旅客有的在椅子上等待,有的已经返回等明天再来。
柴萧风和屠宝迁商量后,众人又返回住处。
并有人通知了莫孤独。
一列火车缓缓驶进上海站,列车停下车里下来一排宪兵,在车前一字排开。
一个人缓缓走下列车,他太熟悉这里了,佐藤,他又回来了。
日本军部听到造币厂爆炸,正急的焦头烂额,随即又接到中川自杀的消息。
特高课不能无主,研究来,研究去,实在没有一个人能胜过佐藤。
因此,再次认命他为上海特高课课长,并且,立刻赶回去上任。
佐藤未动身,即电话传令封锁水陆两处。
他回到特高课,伊贺最是开心。
两人彼此熟悉,也不见外。
办公室里只有他们两人。
伊贺拍着肚皮道:“哈哈,佐藤,我一直感觉你会回来,因此,我多耽搁了一晚。果然没错,苍天果然没有负我。”
“伊贺君,你不在前线督战,怎么也参加宴会。”
“诶,这叫劳逸结合。这三天军队整修,我趁这机会过来看看。
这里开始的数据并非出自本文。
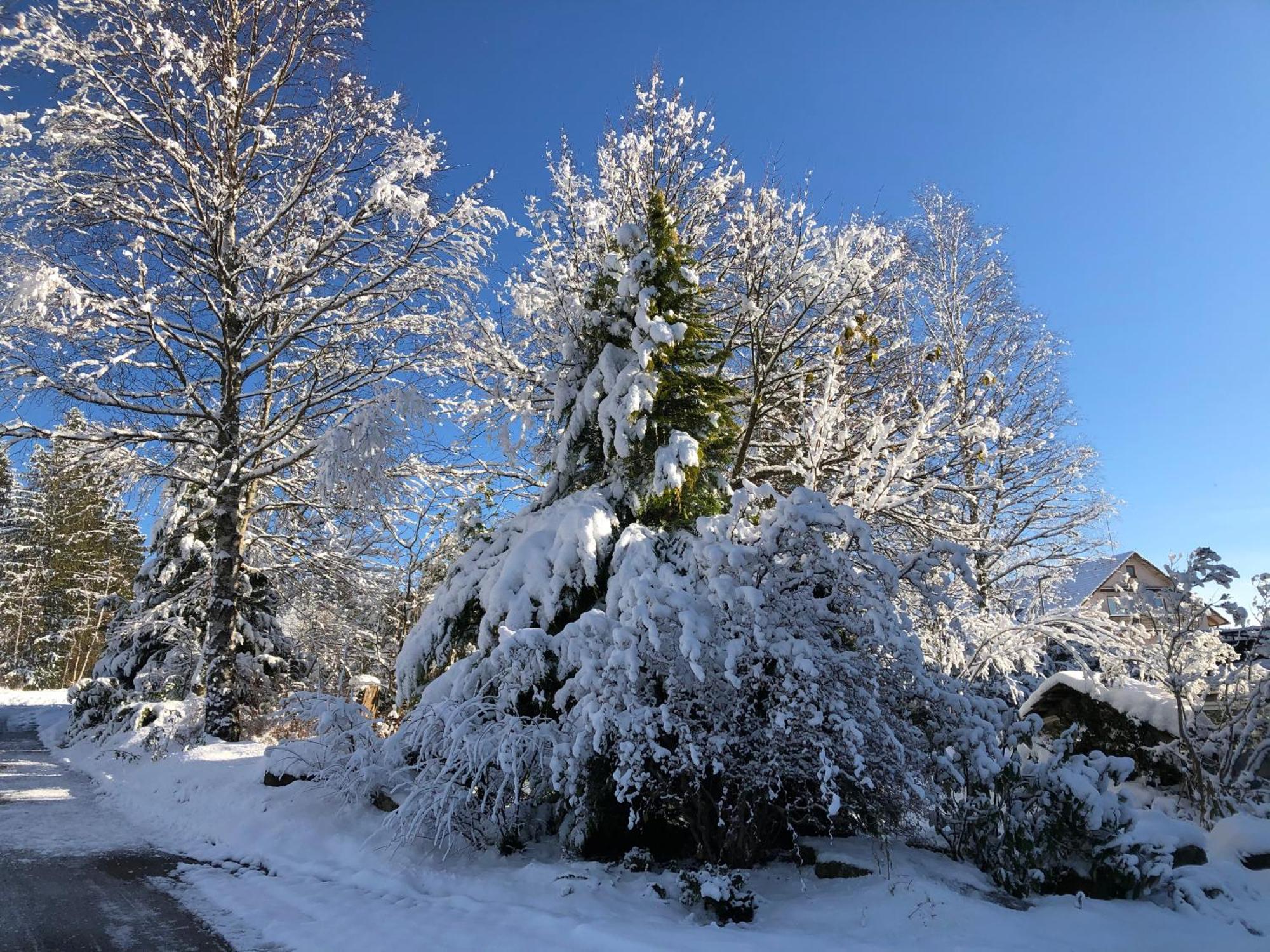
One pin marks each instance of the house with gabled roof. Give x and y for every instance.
(1106, 583)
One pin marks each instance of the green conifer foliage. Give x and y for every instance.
(693, 398)
(72, 552)
(651, 413)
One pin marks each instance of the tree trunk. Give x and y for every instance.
(222, 717)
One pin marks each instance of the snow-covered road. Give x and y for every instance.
(74, 874)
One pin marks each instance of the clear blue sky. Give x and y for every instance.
(1125, 147)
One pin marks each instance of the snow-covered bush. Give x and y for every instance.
(157, 642)
(1220, 704)
(731, 687)
(1043, 819)
(344, 751)
(722, 893)
(95, 703)
(107, 714)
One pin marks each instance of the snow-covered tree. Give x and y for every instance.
(643, 411)
(72, 548)
(708, 686)
(1220, 704)
(158, 647)
(1017, 484)
(229, 247)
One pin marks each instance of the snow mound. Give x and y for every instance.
(1240, 836)
(1135, 699)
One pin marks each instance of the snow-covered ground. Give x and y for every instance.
(290, 869)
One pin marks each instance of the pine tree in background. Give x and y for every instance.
(158, 642)
(645, 407)
(70, 549)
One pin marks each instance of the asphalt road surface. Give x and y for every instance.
(74, 875)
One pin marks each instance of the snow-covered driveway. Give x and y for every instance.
(74, 874)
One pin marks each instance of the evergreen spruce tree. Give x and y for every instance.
(647, 413)
(68, 548)
(638, 662)
(158, 640)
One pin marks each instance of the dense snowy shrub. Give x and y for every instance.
(721, 893)
(1043, 821)
(733, 687)
(157, 642)
(107, 714)
(342, 752)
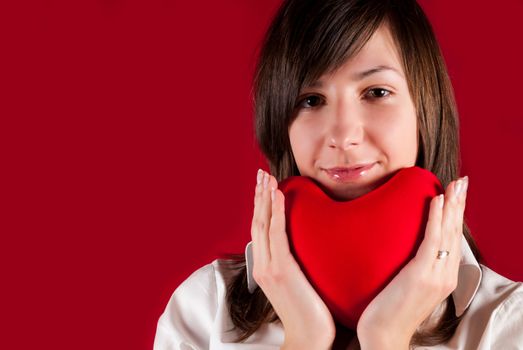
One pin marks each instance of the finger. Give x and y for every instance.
(278, 241)
(448, 226)
(429, 247)
(260, 228)
(460, 212)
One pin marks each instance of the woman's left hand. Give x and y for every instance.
(393, 316)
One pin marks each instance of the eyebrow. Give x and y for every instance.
(363, 74)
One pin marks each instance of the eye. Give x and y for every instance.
(378, 93)
(310, 101)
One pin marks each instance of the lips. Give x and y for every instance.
(344, 174)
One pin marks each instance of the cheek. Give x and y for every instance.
(396, 133)
(303, 138)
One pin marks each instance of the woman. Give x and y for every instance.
(339, 83)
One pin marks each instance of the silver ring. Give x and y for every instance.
(442, 254)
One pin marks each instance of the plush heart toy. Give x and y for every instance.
(350, 250)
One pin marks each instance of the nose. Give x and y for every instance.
(346, 129)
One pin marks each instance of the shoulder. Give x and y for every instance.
(498, 310)
(497, 288)
(189, 317)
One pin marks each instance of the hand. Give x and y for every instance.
(394, 314)
(306, 319)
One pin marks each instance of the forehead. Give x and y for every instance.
(379, 55)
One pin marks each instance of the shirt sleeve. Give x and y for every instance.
(187, 321)
(508, 324)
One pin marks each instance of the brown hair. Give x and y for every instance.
(308, 38)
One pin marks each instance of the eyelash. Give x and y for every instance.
(388, 92)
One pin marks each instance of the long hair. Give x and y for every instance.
(308, 38)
只是那中川差点没把我气死。”
伊贺把不满一股脑倒了出来。
中川即死,佐藤也没有再说他的不是。
但这苦心经营的造币厂毁于一旦,还是让他闹心不已。
当听到岩田受伤,佐藤心中疑惑已解。
既然有人偷袭造币厂,已岩田的本事,打断几个偷袭者的腿,简直比喝水还容易。
可对方竟然没有一个人死亡,听伊贺如此说,疑惑顿解。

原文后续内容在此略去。